We're going crazy over Tanteo jalapeño infused tequila, currently featured in our May SaloonBox. The taste blew us away....it tastes like good tequila and fresh jalapeños, including the spice you'd expect from jalapeños. Tanteo is growing fast and we're starting to see it in a lot more locations, so we had some questions for Tanteo CEO, Neil Grosscup. Like, how does Tanteo take a premium, handcrafted product and start producing it at a larger scale? And what kind of challenges is he currently facing? Read on....
When did Tanteo launch? Did you start the company? What was the inspiration behind Tanteo?
Tanteo sold its first bottle in November 2008 in New York City. I did not found the company, but was hired by Tanteo’s late founder Jonathan Rojewski in 2009. Originally hired as an Intern, I quickly rose up the ranks at the company, and started going down to make Tanteo in 2011. After Jonathan’s death I became the company’s CEO in 2014.
Tanteo’s inspiration comes from the craft cocktail scene. We saw a lot of bars making their own house-infused spicy tequilas, which were wildly inconsistent, due to variance in each pepper’s piquancy. Our inspiration was to make a spicy tequila down in Mexico so it would be easy for bartenders of all skill levels to make best in class spicy cocktails simply and consistently.
What was your background leading up to Tanteo?
My original life plan was to become a Catholic Priest. I was a Theology major in college and planned to enter the jesuits after graduation. My senior year of college I decided the priesthood was not for me and moved up to New York. I was always passionate about Hospitality, and just like a church can be hospitable to the local community, I thought running a bar could do the same. I worked in nightlife and ran a nightclub for my first professional job, though I eventually found my true calling in Tanteo.
Tanteo is handcrafted. Can you walk us through that process?
Our goal at Tanteo is to make the best spicy tequila in the world, and we do that by focusing on the details. It starts with the agaves we use. Our distillery is a cooperative of 90 different families of agave growers, which give us access to the sweetest agaves in their crops. Using extra ripe agaves allows us to get a very flavorful base tequila, without the impurities of over-extraction. From there we infuse overproof blanco tequila with fresh peppers from local farms, making macerates of various flavor and heat intensities. We blend these macerates together to make a consistent final product, and then bottle by hand to produce our final product.
When we tasted Tanteo, we loved the real jalapeño taste. How do you describe it when talking to people who haven’t tried it before? Are there any tips to home infusion enthusiasts out there that want to capture real flavors?
Tanteo’s balance of green pepper vegetal notes, fruit notes of the agave, minerality of our spring water, and piquency of the peppers is the product of a secret blending process of macerates of various heat intensities. Making Tanteo requires a lot of tasting and testing different batches. I would not recommend trying to infuse at home with any type of peppers.
Who are the people behind the production process?
It takes a village to make a bottle of Tanteo. Laura Begley Bloom at Forbes wrote a great article about the people of Juanacatlan Mexico that make Tanteo. We are a diverse hardworking team that works hard each day to produce the best spicy tequila in the world.
*Note: We highly recommend checking out the Forbes article. Very cool to hear how Tanteo is benefiting the local community where their tequila is produced.

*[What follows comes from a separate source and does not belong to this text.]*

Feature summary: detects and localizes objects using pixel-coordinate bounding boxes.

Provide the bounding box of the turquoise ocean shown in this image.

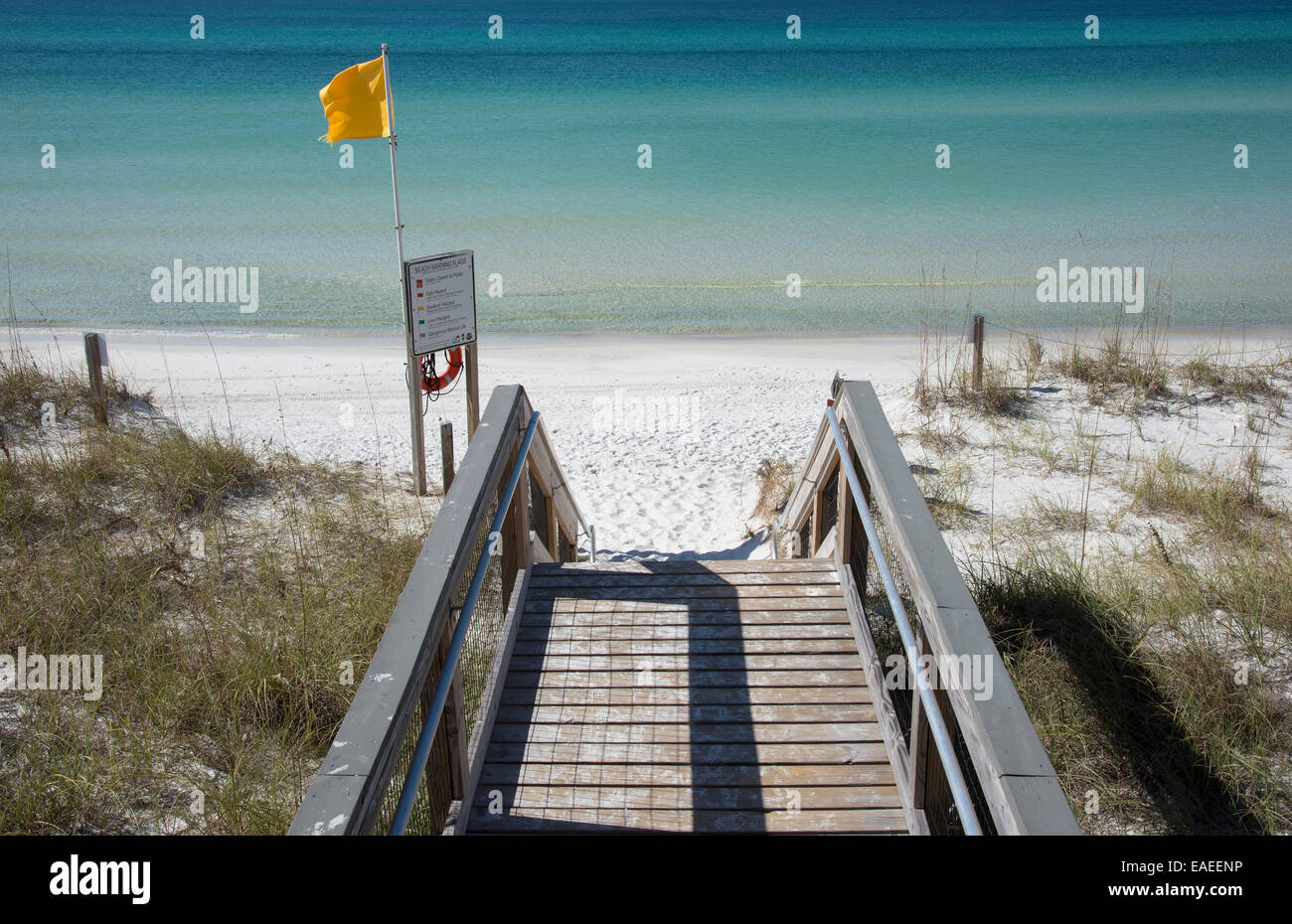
[0,0,1292,335]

What sets Tanteo apart from other tequilas on the market, aside from the Jalapeño?
We are solely focused on making the best spicy tequila in the world, which in turn makes the best spicy margaritas. While there are other great tequilas on the market, we give a special attention to the cocktail applications of our great tequilas.
How about the name? What does it mean?
The verb is Tantear which means to “test out” or “approximate”. There is a lot of testing out every time we make a new batch of tequila.
We hear you have a salt, too. Can you tell us more about that?
Given that most of our tequila is consumed in Margaritas. We started selling a Jalapeno Salt late last year as the perfect salt for your spicy margarita. It is a mixture of Mexican sea salt, dehydrated lime juice, crushed lime leaf, and powdered jalapeno. You can purchase at our website Tanteotequila.com, as well as find it at some of our top bars and restaurants across the US
As CEO, what are some of the biggest challenges you face?
Right now we are in the middle of an agave shortage so it is becoming more difficult to find extra ripe agaves that meet our high standards. Our brand is growing fast and I am spending more of time time focused on production to meet rising demand.
Have there been any moments that stand out as the most exciting for Tanteo?
We do a yearly trip for the company down to the distillery, and I love seeing new employees of the company go down for the first time - it is a magical place that is very different than what they expect.
What’s your vision for the brand?
We think the Spicy Margarita is the next great American cocktail, and nobody makes it better than we do. With the continued popularity of this drink - we see Tanteo as a staple at restaurant and home bars across the country. If we can achieve that, We can continue to be a great company to work for, and a great member of the larger community.
And, finally, what’s your favorite way to drink Tanteo?
Tanteo Jalapeno on the rocks with no garnish.